Value engineering. Whether you love it or hate it, every lighting specifier worthy of a photometer has had to review a product specification to determine the most cost-effective way to fulfill it without taking away from its intended purpose. In fact, it’s estimated that between 45 and 60 percent of projects undergo some degree of value engineering, as we all know specifications are often written well in advance of a project’s start date. However, like most aspects of project planning, there’s a right way to navigate the value engineering process, and a wrong way. Here are the three biggest value engineering mistakes to steer clear of the next time your budget is slashed.
DON’T forget the initial intent.
We know…there’s a lot of pressure to dramatically reduce your budget. The easiest option is to revert to a cost-first method of thinking, right? Actually, in the long run, it’s best to take a step back and remember the original intent of all the specified products.
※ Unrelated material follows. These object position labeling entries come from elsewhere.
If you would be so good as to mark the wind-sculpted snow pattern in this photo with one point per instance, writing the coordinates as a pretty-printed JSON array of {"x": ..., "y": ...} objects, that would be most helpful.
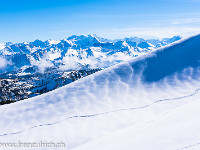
[{"x": 139, "y": 104}]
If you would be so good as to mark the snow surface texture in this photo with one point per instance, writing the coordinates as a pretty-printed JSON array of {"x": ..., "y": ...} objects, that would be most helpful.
[{"x": 151, "y": 102}]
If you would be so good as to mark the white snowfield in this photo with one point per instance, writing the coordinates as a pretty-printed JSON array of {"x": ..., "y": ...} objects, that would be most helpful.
[{"x": 149, "y": 103}]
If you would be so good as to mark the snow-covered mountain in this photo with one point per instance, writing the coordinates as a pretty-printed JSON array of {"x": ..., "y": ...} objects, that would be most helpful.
[
  {"x": 30, "y": 69},
  {"x": 150, "y": 102},
  {"x": 75, "y": 52}
]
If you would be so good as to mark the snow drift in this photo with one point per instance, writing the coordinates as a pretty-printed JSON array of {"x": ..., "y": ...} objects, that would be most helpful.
[{"x": 146, "y": 103}]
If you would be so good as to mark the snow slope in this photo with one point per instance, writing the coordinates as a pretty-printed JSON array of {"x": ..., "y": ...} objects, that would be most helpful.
[{"x": 149, "y": 103}]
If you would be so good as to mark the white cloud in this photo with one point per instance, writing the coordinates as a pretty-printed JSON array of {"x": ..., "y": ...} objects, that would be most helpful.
[{"x": 151, "y": 32}]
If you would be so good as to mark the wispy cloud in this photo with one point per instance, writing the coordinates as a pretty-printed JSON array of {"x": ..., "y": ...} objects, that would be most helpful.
[{"x": 151, "y": 32}]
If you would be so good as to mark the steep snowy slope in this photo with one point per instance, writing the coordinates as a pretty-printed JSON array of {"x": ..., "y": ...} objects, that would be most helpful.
[{"x": 129, "y": 95}]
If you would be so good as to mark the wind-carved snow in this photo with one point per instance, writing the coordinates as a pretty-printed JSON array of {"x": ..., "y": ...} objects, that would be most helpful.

All too often immediate budget pressures make specifiers forget the reasons for the specification as written, and the designer’s intent can get lost during value engineering when design decisions are made based exclusively on cost.
You go to great lengths to design the spaces to meet the owner’s needs, and the owners invest significant amounts of money in this process, so pausing to review the original project goals is paramount at the beginning of the value engineering process. Additionally, design expertise offers value of its own. For example, a well-lit space can increase an owner’s business revenue, as lighting contributes to well-being, productivity and comfort, and can set the desired mood and tone in a space.
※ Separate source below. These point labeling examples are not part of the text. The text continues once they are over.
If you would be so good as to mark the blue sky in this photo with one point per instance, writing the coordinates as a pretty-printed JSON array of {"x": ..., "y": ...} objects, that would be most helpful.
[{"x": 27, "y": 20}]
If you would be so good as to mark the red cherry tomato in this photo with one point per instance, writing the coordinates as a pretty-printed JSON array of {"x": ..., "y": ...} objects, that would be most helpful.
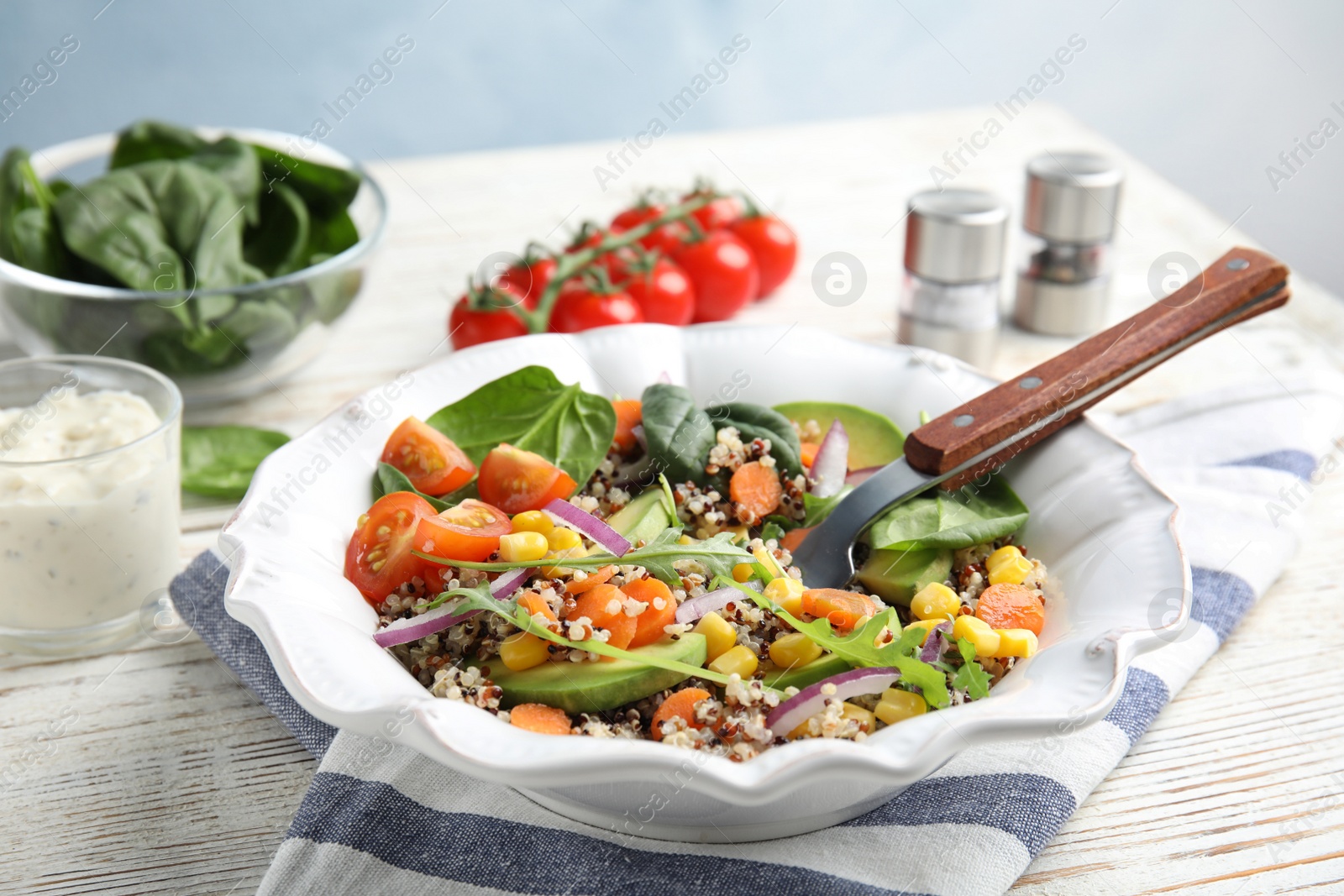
[
  {"x": 515, "y": 479},
  {"x": 470, "y": 531},
  {"x": 430, "y": 459},
  {"x": 380, "y": 558},
  {"x": 581, "y": 308},
  {"x": 470, "y": 327},
  {"x": 663, "y": 291},
  {"x": 723, "y": 273},
  {"x": 774, "y": 246}
]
DON’T compromise on quality.
You understand how important building and keeping trust with your stakeholders is. That trust doesn’t become less imperative simply because a project’s budget has been cut. In the long term, compromising on quality never translates to strong partnerships with stakeholders. Unfortunately, swapping products from established manufacturers in favor of low-priced, knockoff imports from non-reputable manufacturers has now become commonplace in the lighting industry. Use of products such as these damages the trust between stakeholders and can ultimately reflect negatively on the specifier. In many cases, these manufacturers will not be in business even one year after their products are installed – which means they can’t provide support or honor warranties. Worst-case scenario: these knockoff imports are low quality, do not meet accepted safety standards, and do not allow for post-installation maintenance.
Seek out high-quality, reliable and competitively priced products available from reputable manufacturers. You may be surprised how often you can find options from the originally specified manufacturer that meet value engineering goals.
DON’T present only one option.
Value engineering comes with inherent trade-offs. But, while you’re limited in terms of budget, you’re not limited in options. A Good-Better-Best approach helps decision-makers focus on features and think about which ones they value most, as well as how much they’re willing to pay for them. Presenting good, better and best options that each meet the project requirements organically leads to a discussion of how adding or removing features will ultimately impact the space.
It’s also important to identify the specific trade-offs associated with each alternative, as compared to the original specification. In many cases, a less expensive, “good” option may work well for certain spaces in a building, while the “best” option is worth the higher price tag in others.